Winks his nose, and sits all sunny.

Christina Rossetti.

Now, in comparing this poem with some of the doggerel verse offered to small children, one is struck with the literary superiority in the choice of words. Here, in spite of the simplicity of the poem, there is not the ordinary limited vocabulary, nor the forced rhyme, nor the application of a moral, by which the artist falls from grace.

Again, in Eugene Field's “Hushaby Lady,” the language of which is most simple, the child is carried away by the beauty of the sound.

I remember hearing some poetry repeated by the children in one of the elementary schools in Sheffield which made me feel that they had realised romantic possibilities which would prevent their lives from ever becoming quite prosaic again, and I wish that this practice were more usual.
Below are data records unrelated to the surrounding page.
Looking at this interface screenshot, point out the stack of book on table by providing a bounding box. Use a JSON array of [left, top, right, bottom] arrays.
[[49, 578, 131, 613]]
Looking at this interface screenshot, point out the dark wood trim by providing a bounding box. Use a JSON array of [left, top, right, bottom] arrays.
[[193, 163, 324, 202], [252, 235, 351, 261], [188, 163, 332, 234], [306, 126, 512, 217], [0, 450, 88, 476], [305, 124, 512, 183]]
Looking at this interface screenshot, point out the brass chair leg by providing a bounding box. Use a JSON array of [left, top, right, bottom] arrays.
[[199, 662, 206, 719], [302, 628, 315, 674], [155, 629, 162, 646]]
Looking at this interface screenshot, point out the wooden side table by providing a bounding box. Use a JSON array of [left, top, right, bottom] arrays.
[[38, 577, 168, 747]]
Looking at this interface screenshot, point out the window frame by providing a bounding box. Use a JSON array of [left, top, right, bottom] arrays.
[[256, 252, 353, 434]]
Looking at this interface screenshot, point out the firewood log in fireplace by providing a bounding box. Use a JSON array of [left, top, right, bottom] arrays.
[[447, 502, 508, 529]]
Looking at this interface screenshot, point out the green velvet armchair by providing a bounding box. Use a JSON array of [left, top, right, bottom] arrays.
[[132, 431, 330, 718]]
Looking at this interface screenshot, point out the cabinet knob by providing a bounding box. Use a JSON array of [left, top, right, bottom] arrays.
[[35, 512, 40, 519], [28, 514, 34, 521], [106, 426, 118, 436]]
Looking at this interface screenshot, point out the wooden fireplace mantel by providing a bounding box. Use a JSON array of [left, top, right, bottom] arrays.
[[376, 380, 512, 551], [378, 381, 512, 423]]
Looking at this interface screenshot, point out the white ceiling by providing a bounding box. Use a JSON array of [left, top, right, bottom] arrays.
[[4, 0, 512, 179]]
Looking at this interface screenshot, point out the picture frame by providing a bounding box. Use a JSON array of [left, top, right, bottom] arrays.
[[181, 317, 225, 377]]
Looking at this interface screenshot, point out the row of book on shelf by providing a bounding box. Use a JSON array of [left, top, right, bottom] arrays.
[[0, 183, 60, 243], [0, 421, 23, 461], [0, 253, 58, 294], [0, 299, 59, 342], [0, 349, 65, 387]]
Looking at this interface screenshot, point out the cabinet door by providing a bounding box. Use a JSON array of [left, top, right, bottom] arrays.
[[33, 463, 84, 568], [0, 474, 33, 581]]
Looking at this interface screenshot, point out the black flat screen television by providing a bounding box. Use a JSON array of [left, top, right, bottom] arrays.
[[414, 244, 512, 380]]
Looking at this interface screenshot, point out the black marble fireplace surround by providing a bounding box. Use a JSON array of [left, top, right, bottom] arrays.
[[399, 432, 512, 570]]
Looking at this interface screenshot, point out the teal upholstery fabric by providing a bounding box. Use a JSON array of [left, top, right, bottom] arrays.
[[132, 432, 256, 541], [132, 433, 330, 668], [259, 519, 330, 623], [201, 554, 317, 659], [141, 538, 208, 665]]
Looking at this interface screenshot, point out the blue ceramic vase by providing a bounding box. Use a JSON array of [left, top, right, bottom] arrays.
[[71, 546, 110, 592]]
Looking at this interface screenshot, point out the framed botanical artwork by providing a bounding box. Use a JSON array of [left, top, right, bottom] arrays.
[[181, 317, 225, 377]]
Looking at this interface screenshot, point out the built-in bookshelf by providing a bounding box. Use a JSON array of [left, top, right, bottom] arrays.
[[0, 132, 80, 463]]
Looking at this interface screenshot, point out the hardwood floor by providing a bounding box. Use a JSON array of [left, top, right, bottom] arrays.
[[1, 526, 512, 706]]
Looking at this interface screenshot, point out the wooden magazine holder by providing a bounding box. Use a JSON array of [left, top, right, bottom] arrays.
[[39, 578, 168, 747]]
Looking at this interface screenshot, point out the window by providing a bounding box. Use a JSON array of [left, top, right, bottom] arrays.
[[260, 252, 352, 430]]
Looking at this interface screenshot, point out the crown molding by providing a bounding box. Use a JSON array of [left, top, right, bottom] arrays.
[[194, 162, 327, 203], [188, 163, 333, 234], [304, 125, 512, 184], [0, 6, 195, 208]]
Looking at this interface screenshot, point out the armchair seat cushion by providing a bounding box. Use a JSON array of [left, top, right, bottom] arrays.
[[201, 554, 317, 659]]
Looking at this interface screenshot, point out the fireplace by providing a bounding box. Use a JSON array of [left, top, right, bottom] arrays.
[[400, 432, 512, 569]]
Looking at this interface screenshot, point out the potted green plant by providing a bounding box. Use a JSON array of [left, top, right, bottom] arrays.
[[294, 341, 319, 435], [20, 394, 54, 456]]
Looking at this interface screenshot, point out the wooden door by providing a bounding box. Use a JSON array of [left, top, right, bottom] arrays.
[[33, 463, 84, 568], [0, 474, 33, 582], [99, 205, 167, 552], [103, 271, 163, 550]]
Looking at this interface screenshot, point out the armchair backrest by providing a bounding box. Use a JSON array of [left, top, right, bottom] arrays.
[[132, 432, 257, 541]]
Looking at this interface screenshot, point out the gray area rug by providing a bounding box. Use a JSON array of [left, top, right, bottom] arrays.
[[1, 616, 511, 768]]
There is little difficulty with the children. I can remember, in my own experience as a teacher in London, making the experiment of reading or repeating passages from Milton and Shakespeare to children from nine to eleven years of age, and the enthusiastic way they responded by learning those passages by heart. I have taken, with several sets of children, such passages from Milton as “Echo Song,” “Sabrina,” “By the rushy fringed Bank,” “Back, shepherds, back,” from Comus, “May Morning,” “Ode to Shakespeare,” “Samson on his blindness,” etc. I even ventured on several passages from Paradise Lost, and found “Now came still evening on” a particular favourite with the children.

It seemed even easier to interest them in Shakespeare, and they learned quite readily and easily many passages from “As You Like It,” “Merchant of Venice,” “Julius Cæsar”; from “Richard II,” “Henry IV,” and “Henry V.”

The method I should recommend in the introduction of both poets occasionally into the Story-hour would be threefold.

First, to choose passages which appeal for beauty of sound or beauty of mental vision called up by those sounds: such as, “Tell me where is Fancy bred,” Titania's Lullaby, “How sweet the moonlight sleeps upon this bank.”